ORLANDO, FL—Sentinel lymph node (SLN) mapping, which revolutionized surgical staging of breast cancer and melanoma, can also help minimize surgery and preserve quality of life in patients with gastric cancer, according to Japanese researchers.
They said data from their prospective multicenter study, reported here at the Gastrointestinal Cancers Symposium, validated SLN mapping as a method of avoiding unnecessary prophylactic regional lymph node dissection for cancer metastasis in cases with negative sentinel nodes.
A total of 397 patients with T1N0M0 or T2N0M0 previously untreated single tumors with diameters smaller than 4 cm were accrued at 12 comprehensive cancer center hospitals. Surgeons used a dual tracer approach with technetium-99m colloid and isosulfan blue dye, the same as in breast or melanoma surgery.

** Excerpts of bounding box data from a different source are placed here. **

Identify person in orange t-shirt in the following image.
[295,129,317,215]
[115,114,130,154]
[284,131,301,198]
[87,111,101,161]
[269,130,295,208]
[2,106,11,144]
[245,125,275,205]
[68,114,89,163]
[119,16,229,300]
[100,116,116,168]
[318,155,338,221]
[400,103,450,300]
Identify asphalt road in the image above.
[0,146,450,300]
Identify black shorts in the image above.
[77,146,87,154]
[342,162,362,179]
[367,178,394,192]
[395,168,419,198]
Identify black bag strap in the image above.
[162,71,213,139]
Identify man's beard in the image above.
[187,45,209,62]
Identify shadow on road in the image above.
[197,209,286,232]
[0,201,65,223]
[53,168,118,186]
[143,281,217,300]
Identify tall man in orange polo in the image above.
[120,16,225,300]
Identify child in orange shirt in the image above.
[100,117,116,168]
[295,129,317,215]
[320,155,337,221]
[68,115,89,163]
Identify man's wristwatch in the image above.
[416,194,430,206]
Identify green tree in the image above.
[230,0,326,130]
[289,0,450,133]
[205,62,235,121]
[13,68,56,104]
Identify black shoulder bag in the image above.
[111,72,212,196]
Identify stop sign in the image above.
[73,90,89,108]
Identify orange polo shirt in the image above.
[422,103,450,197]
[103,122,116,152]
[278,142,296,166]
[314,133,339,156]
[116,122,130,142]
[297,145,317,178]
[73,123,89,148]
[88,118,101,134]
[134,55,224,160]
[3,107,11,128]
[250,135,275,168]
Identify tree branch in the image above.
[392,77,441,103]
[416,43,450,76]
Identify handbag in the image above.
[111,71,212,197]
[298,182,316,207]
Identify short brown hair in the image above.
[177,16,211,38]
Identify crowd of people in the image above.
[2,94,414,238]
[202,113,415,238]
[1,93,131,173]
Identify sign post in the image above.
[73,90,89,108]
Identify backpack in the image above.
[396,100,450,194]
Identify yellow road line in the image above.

The detection rate of “hot” and/or blue nodes was 97.5% (387 of 397), and 53 of 57 cases with lymph node metastases showed positive lymph nodes.
The sensitivity to detect metastasis based on SLN status was therefore 93%, said first author Yuko Kitagawa, MD, PhD, Professor and Chair of the Department of Surgery at Keio University of School of Medicine, Tokyo, who presented the data here. A mean of 5.6 sentinel nodes were identified.
“Minimized gastrectomy with individualized selective and modified lymphadenectomy for early gastric cancer with negative sentinel nodes should become feasible and clinically useful as a less invasive surgical procedure,” Dr. Kitagawa said.
In an interview after his oral presentation, Dr. Kitagawa said it is feasible for pathologists to check five lymph nodes during surgery and that, of course, if even one sentinel lymph node is positive by H&E staining, a D2 resection would be done.
He called SLN mapping a “safety net” in surgery for gastric cancer. “In breast cancer they usually pick up just one or two [sentinel] nodes, and if metastases do not exist, they can totally avoid dissection. If there is recurrent breast cancer you can do a re-resection or radiation.
“But for gastric cancer, any lymph node recurrence is fatal for patients.”
To avoid recurrence, a small basin with a margin of 3 to 5 cm adjacent to the sentinel is resected, he said. “Usually micrometastases can be removed by this kind of a minimal lymph node dissection. This is what I think of as a kind of safety net.”
Dissecting the basin is not the problem with gastric cancer, Dr. Kitagawa said.
“The problem is how to preserve the size or function of the stomach, and that's quite different from the staging breast surgery.”
Mapping Value Less in US, Though
Discussing Dr. Kitagawa's presentation, the Chair of the Symposium's Program Committee, Christopher G. Willett, MD, Professor and Chair of the Department of Radiation Oncology at Duke University Medical Center, noted that Japanese surgeons see much more T1 and T2 disease than surgeons in the United States.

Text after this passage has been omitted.